Anonymized computed tomography (CT) datasets from patients treated for various diseases were uploaded to four contouring platforms (AC [auto-contour]) to generate contours in seven anatomical regions including brain, head and neck, thorax, breast, abdomen, and male/female pelvis. The AS platforms were labeled as AC1 through AC4 and were blinded to two evaluating physicians with >10 and >5 years of experience. The results were graded using a four-point grading system and were categorized based on the extent of revision needed and usability; usable [0: No revision; 1: minimal revision (0–10%); 2: moderate revision (10–20%)] and unusable [3: major revision (>20%)]. The cumulative counts of each revision level from both physicians were combined and then divided by the total number of segmentations to calculate the corresponding pooled percentages. The Chi-square test was used to compare the cohorts with a significance threshold set at p < 0.05.

Results:

A total of 2,327 auto-segmented contours were evaluated independently by two physicians yielding 4,654 individual assessments across the seven tested disease sites. Overall, 46.3% of contours required no revision, while 34.9%, 11.6%, and 7.3% required minimal, moderate, and major revisions, respectively. By disease site, the highest rates of unusable contours were observed in the thorax (10.9%) followed by the brain (10.0%), while the lowest rates were observed in the male pelvis (5.3%) and head and neck region (5.3%). At an individual OAR level, the optic chiasm required the most revisions (no cases were deemed acceptable without revision) whereas the spinal cord/canal had the highest acceptance rate (74.1% required no revision). When stratified by algorithm, the proportions deemed unusable were 5.5%, 7.2%, 5.1%, and 11.3% for AC1, AC2, AC3, and AC4, respectively (p<0.001).

Conclusion:

This qualitative evaluation highlights substantial variability in the performance of commercial AS platforms across different anatomical sites.
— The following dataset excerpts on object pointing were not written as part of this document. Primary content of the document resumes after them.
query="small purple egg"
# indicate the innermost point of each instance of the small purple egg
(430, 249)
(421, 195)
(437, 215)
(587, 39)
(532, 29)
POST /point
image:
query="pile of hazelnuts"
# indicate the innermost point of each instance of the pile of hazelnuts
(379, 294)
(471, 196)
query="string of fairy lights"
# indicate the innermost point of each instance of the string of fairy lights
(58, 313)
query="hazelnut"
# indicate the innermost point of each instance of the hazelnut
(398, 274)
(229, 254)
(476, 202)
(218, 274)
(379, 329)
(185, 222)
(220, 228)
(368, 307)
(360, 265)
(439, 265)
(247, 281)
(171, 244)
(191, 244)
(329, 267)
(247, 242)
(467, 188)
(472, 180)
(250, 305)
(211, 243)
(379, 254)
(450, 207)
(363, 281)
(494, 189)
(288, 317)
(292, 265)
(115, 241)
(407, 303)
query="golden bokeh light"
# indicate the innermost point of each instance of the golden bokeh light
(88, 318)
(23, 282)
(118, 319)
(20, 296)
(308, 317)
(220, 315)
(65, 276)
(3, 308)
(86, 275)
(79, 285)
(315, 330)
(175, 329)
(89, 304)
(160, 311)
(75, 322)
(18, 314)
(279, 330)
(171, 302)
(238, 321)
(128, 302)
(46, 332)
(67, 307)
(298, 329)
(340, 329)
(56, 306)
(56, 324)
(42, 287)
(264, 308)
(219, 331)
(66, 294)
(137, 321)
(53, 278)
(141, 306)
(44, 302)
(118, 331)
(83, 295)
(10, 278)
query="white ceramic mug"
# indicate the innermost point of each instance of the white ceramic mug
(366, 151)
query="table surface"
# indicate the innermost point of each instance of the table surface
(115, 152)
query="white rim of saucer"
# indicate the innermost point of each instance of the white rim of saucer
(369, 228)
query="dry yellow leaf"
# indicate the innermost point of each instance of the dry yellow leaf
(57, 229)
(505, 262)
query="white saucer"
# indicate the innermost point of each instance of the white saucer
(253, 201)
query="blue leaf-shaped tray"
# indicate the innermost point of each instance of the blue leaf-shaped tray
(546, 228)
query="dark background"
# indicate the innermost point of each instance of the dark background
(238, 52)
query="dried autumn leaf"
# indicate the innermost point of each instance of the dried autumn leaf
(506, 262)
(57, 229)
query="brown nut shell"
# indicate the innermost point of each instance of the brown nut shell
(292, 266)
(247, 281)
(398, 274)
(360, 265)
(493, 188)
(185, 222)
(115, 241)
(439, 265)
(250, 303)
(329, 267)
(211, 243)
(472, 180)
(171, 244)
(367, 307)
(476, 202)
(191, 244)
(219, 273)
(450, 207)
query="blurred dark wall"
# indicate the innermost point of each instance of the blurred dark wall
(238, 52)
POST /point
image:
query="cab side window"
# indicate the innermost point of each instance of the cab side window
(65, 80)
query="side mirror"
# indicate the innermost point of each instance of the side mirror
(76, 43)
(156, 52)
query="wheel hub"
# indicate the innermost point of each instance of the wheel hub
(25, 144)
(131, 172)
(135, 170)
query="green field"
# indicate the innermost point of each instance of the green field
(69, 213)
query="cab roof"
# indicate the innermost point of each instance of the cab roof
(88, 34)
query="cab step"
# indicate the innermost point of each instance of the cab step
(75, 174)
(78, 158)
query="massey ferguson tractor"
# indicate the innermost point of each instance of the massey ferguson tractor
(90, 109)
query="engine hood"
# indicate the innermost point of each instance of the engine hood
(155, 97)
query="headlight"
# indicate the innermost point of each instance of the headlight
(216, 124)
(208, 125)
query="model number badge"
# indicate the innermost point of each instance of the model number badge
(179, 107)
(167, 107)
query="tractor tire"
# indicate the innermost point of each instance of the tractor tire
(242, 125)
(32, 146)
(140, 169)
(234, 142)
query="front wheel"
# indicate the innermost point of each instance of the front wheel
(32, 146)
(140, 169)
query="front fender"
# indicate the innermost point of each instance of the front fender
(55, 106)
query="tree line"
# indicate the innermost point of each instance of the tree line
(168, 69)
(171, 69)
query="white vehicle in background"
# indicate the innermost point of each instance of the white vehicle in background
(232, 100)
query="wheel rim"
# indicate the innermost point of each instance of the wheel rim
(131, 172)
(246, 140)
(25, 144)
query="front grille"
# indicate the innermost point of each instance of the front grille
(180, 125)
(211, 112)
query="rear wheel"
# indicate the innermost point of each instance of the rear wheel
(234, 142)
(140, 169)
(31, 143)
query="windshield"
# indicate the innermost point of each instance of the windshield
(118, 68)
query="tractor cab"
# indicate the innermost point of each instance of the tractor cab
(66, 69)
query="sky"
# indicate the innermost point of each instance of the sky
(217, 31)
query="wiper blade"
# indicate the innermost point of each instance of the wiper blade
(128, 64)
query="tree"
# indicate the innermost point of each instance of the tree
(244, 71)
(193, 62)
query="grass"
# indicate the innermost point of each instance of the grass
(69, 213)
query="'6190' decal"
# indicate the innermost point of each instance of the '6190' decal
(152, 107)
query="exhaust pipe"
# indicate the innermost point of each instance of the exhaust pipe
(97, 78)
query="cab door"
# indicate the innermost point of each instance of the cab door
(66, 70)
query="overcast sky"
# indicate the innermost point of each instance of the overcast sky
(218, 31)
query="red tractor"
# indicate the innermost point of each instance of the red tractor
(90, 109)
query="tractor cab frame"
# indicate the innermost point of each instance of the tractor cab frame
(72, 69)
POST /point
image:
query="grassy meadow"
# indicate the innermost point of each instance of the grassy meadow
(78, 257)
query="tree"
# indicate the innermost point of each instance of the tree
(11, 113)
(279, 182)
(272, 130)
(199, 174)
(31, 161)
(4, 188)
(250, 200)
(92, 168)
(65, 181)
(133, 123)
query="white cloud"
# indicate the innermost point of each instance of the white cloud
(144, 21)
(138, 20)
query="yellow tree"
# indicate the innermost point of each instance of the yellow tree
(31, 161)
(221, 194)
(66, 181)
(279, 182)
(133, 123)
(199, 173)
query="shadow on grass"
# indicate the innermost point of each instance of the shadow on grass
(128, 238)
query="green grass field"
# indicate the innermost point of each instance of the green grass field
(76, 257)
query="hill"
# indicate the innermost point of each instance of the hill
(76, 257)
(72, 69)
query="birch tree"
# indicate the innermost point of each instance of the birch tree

Although nearly half of the contours were acceptable without any revision, 7.3% were deemed unusable, underscoring the need for algorithmic refinements and testing the “final product” in a real-world clinical environment. The optic chiasm emerged as a particularly challenging OAR and indicates a potential role for MRI-based contouring. These findings emphasize the importance of continued optimization in AS technologies to enhance their clinical utility and acceptance.